E fazemos isso para designar uma dimensão do funcionamento psíquico cuja existência PRECISAMOS supor para conseguir explicar certos comportamentos humanos.
Por exemplo:
Uma jovem chega ao consultório de seu terapeuta dizendo que gostaria muito de terminar com seu namorado, mas, infelizmente, não consegue.
Ora, eu só posso compreender a permanência dessa mulher no relacionamento SUPONDO que, para-além de seu desejo consciente de terminar, existe OUTRO DESEJO, inconsciente, que a leva a continuar com o cara.
Concorda?
Para entender por que a moça deseja sair do namoro é simples.
Como o seu desejo de terminar é consciente, basta perguntar que ela responderá:
“Ah, a gente briga muito.”, “Ele não me trata de uma forma carinhosa.”, “Já me traiu.”, “Meus pais não gostam dele.” etc.

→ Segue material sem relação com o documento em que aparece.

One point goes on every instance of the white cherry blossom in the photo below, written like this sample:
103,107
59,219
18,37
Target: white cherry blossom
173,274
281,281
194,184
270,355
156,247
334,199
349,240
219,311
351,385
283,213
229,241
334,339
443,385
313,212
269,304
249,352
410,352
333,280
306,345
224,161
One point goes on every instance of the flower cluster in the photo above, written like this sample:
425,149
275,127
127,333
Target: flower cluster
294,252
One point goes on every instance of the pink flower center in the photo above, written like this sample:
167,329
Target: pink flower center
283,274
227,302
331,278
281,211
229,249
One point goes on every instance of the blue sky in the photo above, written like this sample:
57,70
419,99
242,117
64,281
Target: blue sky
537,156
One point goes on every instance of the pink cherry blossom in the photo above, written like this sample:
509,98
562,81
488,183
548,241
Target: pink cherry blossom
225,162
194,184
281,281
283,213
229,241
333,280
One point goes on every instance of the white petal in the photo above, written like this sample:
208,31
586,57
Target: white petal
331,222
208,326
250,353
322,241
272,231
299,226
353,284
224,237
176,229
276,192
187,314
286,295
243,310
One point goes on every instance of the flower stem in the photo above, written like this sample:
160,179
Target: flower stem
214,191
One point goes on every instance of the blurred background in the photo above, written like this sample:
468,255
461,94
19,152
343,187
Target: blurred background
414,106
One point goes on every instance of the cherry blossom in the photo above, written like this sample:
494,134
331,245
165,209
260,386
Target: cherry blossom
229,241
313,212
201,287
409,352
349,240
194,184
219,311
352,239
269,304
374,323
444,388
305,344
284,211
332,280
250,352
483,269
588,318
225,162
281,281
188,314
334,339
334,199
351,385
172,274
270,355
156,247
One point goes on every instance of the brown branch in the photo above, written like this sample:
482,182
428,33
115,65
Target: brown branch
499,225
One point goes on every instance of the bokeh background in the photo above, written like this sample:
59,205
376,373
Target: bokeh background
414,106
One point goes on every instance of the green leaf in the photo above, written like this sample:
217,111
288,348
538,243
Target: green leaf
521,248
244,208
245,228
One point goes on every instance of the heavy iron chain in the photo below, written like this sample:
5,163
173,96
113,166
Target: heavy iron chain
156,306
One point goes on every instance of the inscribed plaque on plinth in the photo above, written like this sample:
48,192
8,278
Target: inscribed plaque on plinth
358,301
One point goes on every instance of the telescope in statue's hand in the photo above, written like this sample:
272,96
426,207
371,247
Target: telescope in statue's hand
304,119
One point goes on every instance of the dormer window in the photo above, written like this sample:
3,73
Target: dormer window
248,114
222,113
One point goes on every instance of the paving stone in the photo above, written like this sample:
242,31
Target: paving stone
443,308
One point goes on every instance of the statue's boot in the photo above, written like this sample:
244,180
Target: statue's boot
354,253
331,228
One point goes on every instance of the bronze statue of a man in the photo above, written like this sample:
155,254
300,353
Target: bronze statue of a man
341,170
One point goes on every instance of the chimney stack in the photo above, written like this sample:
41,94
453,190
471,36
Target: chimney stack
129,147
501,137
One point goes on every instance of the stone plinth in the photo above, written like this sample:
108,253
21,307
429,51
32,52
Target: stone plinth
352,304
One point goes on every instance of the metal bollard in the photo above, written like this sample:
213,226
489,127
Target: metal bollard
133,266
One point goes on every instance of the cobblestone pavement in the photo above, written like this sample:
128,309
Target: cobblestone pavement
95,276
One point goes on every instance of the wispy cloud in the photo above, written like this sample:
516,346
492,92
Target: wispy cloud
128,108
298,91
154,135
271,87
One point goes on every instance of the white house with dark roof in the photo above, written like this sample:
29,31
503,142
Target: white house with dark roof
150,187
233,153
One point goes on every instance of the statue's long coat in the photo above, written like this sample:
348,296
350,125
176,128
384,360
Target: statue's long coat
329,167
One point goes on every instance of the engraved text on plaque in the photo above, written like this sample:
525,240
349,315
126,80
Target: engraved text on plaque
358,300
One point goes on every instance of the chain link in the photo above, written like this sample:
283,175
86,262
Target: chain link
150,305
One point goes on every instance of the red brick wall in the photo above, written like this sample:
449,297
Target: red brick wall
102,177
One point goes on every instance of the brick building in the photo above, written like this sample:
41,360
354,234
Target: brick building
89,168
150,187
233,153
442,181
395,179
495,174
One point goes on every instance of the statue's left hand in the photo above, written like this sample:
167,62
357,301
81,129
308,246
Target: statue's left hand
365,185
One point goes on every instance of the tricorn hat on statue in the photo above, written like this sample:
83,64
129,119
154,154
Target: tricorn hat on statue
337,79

Já o desejo inconsciente de continuar na relação não é tão facilmente explicável.
De fato, não seria surpreendente se, indagada, a paciente dissesse a seu terapeuta:
— Eu não sei. Esse é o problema! Eu não sei porque continuo nesse namoro apesar de querer terminar.
Isso mostra que as razões que motivam o desejo inconsciente precisam ser INVESTIGADAS, DEDUZIDAS, DESCOBERTAS.
O médico austríaco que criou a Psicanálise, o Dr. Sigmund Freud, inventou um método muito eficiente para fazer esse trabalho de investigação.
Trata-se da ASSOCIAÇÃO LIVRE, uma técnica que consiste, basicamente, em pedir ao paciente que verbalize o que está pensando.
É por isso que um psicanalista não perguntaria para a jovem do nosso exemplo:
— Por que você não termina?
Ora, ele sabe que, se a pessoa se comporta de uma forma que contraria sua vontade consciente, é justamente porque desconhece os verdadeiros motivos dessa conduta.
Ao invés de fazer essa indagação, um analista simplesmente pediria à paciente que falasse abertamente sobre o namoro.
Dessa forma, pouco a pouco apareceriam no discurso da moça as razões que justificam sua resistência a terminar.
Mas apareceriam não de maneira clara e distinta, mas como indícios sutis — que todo bom investigador sabe encontrar na cena de um crime.